Marisa, porque así quería que la llamaran y porque así lo había elegido. No le gustaba que le dijeran transexual dado que, según contaba, nunca había cambiado de género. La operación que le hicieron en Nueva York fue para demostrarse que por debajo de una convexidad sin importancia existía, así lo aseguraba, la verdadera conformación genital de la persona que sentía ser. No cambió de sexo, apenas removió un rasgo corporal insignificante que la condenaba a la ambigüedad.
Sus dominios estuvieron en la zona de Pascual Rosas entre Pellegrini y Cochabamba, donde nació y donde su padre había tenido una imprenta. Allí, como clarividente y curalotodo, Marisa empezó a edificar su emporio de clientes y dinero. Aseguraba ser la depositaria de los poderes de Mafalda, una adivinadora legendaria, propaganda que le permitió negociar sus consejos al menudeo y al por mayor. En su antiguo barrio recuerdan que los vecinos solían hacer cola frente a su casa y que su reputación abrió una romería en su cuadra, a la que llegaban colectivos con gente deseosa de consultar por su salud, sanar del mal de amores o comprar el futuro.
No hay curandero famoso que la policía no conozca y viceversa. Frecuentar los calabozos y entablar algunas relaciones comerciales fue el tributo que Marisa pagó para poder ejercer su hechicería. Sólo con oír su nombre, unos cuantos oficiales veteranos, divertidos, ayer soltaban con gusto la lengua.
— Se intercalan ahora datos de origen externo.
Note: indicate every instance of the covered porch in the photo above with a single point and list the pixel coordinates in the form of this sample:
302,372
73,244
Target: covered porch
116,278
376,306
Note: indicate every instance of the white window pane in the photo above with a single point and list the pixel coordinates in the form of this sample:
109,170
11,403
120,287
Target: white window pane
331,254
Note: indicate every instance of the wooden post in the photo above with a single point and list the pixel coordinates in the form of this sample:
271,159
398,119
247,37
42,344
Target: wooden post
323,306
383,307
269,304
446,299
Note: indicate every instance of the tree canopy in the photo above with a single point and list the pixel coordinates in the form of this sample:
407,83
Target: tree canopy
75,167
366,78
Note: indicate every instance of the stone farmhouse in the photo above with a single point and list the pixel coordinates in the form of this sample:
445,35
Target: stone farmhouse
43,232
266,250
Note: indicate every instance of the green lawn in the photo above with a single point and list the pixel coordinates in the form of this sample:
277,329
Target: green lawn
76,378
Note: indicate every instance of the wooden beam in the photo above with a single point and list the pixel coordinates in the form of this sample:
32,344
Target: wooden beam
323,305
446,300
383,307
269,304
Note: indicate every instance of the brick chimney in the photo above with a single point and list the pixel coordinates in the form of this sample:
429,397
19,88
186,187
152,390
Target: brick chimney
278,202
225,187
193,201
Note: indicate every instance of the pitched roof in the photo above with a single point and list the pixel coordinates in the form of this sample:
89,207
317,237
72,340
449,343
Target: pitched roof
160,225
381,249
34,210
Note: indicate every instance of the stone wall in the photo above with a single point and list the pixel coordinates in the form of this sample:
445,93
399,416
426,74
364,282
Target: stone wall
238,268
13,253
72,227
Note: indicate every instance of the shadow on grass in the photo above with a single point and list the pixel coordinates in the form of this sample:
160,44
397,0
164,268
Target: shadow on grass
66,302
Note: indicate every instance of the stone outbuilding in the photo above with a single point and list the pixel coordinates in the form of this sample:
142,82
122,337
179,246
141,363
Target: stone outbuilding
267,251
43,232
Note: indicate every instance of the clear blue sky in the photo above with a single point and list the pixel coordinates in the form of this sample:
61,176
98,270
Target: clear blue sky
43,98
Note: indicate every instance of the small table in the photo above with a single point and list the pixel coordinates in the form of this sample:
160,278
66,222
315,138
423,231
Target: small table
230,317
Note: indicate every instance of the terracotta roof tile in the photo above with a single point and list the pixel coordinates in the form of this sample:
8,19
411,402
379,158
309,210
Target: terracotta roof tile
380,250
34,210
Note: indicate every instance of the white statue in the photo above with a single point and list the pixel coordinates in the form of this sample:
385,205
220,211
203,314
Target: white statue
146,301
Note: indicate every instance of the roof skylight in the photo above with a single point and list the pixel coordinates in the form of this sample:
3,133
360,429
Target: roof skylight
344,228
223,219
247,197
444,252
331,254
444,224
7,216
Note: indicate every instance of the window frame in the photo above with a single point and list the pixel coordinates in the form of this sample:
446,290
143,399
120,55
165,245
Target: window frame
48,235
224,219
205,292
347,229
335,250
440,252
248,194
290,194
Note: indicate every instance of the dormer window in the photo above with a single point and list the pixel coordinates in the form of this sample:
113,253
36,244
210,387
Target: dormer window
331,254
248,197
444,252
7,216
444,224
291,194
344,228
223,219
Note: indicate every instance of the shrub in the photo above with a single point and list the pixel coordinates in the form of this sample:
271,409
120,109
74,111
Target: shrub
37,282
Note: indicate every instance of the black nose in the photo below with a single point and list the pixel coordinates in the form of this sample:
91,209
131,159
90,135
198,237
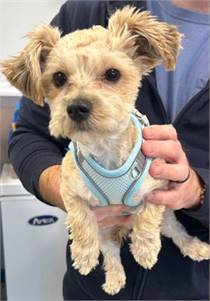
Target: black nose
79,111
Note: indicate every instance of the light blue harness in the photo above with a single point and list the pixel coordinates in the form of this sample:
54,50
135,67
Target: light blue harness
117,186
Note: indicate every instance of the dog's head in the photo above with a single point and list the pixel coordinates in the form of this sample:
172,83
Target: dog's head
90,78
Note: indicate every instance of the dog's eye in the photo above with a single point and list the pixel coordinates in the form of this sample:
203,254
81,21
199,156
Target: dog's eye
112,75
59,79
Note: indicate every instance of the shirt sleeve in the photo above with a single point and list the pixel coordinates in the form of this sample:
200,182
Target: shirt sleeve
202,212
31,147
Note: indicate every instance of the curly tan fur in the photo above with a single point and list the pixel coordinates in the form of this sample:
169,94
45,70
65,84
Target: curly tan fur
134,43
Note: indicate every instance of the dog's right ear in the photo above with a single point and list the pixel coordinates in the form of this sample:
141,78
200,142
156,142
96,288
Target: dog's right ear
24,70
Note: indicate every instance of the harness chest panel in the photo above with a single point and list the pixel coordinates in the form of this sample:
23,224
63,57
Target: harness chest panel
117,186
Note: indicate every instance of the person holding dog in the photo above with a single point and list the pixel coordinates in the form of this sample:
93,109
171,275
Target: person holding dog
178,112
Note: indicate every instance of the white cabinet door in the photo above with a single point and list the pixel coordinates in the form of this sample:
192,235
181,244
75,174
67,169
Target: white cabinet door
34,239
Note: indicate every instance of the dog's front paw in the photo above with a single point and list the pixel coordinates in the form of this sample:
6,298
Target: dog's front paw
115,281
84,260
146,252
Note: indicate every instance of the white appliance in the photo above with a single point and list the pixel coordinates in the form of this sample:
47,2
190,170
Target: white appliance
34,242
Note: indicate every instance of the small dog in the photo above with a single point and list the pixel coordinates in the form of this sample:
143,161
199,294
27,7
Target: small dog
90,78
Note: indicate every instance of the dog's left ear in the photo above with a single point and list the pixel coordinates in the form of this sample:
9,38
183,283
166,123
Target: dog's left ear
148,41
25,69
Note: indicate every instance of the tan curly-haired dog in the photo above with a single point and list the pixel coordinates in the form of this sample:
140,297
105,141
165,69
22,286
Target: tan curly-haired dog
73,70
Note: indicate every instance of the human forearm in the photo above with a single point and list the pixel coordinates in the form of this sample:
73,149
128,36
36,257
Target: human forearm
49,186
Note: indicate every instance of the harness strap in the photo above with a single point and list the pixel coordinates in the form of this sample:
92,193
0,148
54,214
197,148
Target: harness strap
117,186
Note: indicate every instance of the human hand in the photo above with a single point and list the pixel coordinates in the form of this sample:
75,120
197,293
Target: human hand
161,142
113,215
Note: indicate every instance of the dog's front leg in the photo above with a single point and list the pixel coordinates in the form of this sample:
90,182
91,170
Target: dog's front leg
84,235
114,272
145,237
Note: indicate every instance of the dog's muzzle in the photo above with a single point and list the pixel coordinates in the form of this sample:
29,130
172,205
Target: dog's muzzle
79,110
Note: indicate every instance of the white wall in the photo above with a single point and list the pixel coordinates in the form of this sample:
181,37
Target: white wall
17,17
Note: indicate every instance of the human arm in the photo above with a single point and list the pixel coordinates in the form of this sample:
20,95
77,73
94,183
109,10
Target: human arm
162,142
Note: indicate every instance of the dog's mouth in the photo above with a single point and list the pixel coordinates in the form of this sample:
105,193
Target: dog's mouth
83,126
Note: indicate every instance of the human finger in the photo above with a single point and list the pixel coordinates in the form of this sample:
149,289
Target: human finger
160,132
169,150
172,172
170,198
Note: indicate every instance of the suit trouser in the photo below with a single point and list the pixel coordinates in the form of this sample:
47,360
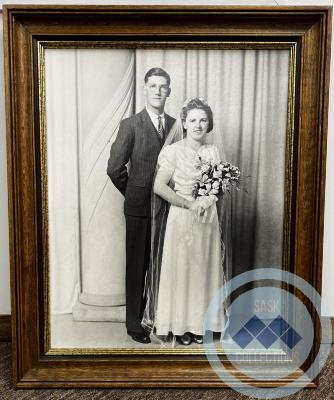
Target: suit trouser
138,244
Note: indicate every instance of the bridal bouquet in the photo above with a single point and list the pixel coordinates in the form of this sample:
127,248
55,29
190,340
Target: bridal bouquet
215,178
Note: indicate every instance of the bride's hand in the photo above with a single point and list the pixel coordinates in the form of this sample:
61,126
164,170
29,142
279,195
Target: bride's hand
196,208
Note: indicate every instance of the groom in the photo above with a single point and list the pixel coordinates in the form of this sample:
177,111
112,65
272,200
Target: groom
139,141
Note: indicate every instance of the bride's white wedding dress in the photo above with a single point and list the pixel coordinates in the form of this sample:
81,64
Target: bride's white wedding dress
191,268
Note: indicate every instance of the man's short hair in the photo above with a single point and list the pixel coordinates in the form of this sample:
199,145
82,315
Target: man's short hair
157,72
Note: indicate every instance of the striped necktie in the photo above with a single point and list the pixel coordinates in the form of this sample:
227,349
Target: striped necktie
161,130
Contaron que era una rubia grandota, linda y mal hablada. De voz y manos gruesas pero impecablemente femenina. Que cuando ya se había hecho un nombre adquirió alguna propiedad en su barrio que terminó malvendiendo o perdiendo. Decían que había adoptado a una hija a quien adoraba y para la cual afirmaba vivir. "La verdad -comentó seriamente un comisario- es que siempre le quisieron sacar plata".
En los últimos tiempos se la veía gorda, solitaria y emotivamente desequilibrada. El consumo de pastillas y llorar por los conflictos con sus seres más queridos se habían hecho costumbres tan regulares como su hábito de leer el porvenir en un vaso de agua. Hace unos diez días Marisa le contó a una mujer que su última inversión, arriesgar dinero para un emprendimiento gastronómico, había resultado un fiasco. Qué gracia. El don de adivinar el futuro, que todos quieren y pocos consiguen, le sirvió de poco. "Puse plata y me cagaron", le confesó a su amiga.
Conoció amores, plata, clientela, belleza. Y la baldada amargura que implica perder lo que se tuvo y lo que aún se quiere. Hasta el lugar donde vivía parece remanido para un policial de ficción. Nació en Rosario y también aquí, en la casona aquella de avenida Pellegrini, la encontraron tendida y entreverada a puntazos. Muchos buenos escritores no se hubieran atrevido a tanto.